Along with their military duties, soldiers actually act as tour guides for visitors who pour in by the busload, snap souvenir photos of the sky-blue barracks of Panmunjom’s iconic “Conference Row” and absentmindedly sip bottled water as they are lectured on Korea War history. At times, North and South Korean briefers can be seen leading their groups just meters away from each other, on either side of the line.
“People just see us as tour guides with guns,” Cpl. Jon West, of Tallahassee, Florida, said as he and about a dozen other soldiers ate dinner at “Sanctuary Club,” the Camp Bonifas mess. “It’s really not that. You’re ready all the time.”

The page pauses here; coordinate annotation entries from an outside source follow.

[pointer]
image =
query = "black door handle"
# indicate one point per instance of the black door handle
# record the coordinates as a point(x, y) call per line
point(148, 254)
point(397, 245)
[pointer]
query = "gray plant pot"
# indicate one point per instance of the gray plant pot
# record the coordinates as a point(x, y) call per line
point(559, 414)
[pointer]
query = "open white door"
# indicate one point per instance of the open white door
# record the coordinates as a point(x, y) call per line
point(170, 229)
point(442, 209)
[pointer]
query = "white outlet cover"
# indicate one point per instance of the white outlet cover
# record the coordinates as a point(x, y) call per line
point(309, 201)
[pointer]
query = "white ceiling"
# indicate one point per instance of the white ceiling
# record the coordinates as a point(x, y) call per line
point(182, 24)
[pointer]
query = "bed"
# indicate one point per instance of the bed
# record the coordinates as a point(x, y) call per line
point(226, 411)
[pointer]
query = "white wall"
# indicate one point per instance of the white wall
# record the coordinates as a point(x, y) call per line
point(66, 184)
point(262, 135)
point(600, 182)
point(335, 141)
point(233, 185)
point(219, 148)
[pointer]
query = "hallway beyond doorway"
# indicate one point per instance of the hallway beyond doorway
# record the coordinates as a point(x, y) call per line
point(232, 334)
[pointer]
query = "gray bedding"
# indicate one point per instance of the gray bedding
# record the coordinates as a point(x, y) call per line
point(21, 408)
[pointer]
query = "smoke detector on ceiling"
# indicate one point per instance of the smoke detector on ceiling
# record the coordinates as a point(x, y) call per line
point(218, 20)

But U.S. troops in Korea — who go by the motto “Fight Tonight” — are gradually pulling back from the DMZ.
Strapped by more than a decade of expensive wars in Iraq and Afghanistan, the U.S. military is downsizing and preparing for fundamental readjustments under a soon-to-be-slashed budget. Last month, Defense Secretary Leon Panetta announced that will mean a leaner, more agile posture around the world.
South Korea is feeling the changes already. Most of the U.S. forces here are to be repositioned to consolidated bases south of Seoul by 2016. In three years, South Korea will assume operational command — meaning it will be in charge if a conflict erupts.

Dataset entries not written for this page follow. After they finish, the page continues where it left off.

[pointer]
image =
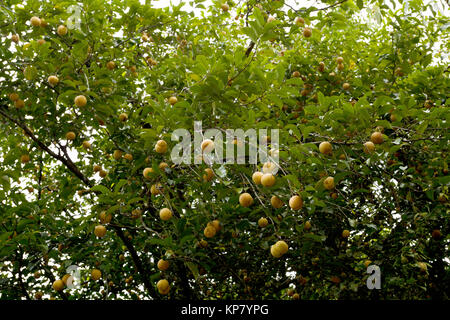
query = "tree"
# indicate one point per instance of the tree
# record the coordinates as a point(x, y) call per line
point(92, 91)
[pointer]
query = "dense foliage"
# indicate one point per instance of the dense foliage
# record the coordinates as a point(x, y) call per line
point(344, 71)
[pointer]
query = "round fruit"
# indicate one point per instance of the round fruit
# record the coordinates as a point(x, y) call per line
point(267, 180)
point(368, 147)
point(19, 103)
point(276, 202)
point(207, 145)
point(209, 231)
point(100, 231)
point(117, 155)
point(80, 101)
point(307, 225)
point(256, 177)
point(269, 167)
point(296, 202)
point(161, 146)
point(165, 214)
point(147, 172)
point(111, 65)
point(70, 135)
point(325, 147)
point(123, 117)
point(156, 189)
point(263, 222)
point(173, 100)
point(96, 274)
point(58, 285)
point(53, 80)
point(307, 32)
point(376, 138)
point(245, 200)
point(163, 265)
point(35, 21)
point(62, 30)
point(328, 183)
point(299, 21)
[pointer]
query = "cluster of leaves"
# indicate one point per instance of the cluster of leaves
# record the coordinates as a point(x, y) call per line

In the DMZ, the South Korean army already makes up 90 percent of the 750 soldiers deployed to the Joint Security Area. For them and the 70 or so U.S. soldiers who remain under Taylor’s command, life is calm, but uneasy.
“I got here three days before Kim Jong Il died,” said Pfc. Jessica Reyes, 23, of San Dimas, California. “I didn’t know what to expect. Even on practice drills, you wonder if maybe this time will be it. It still gets you every time.”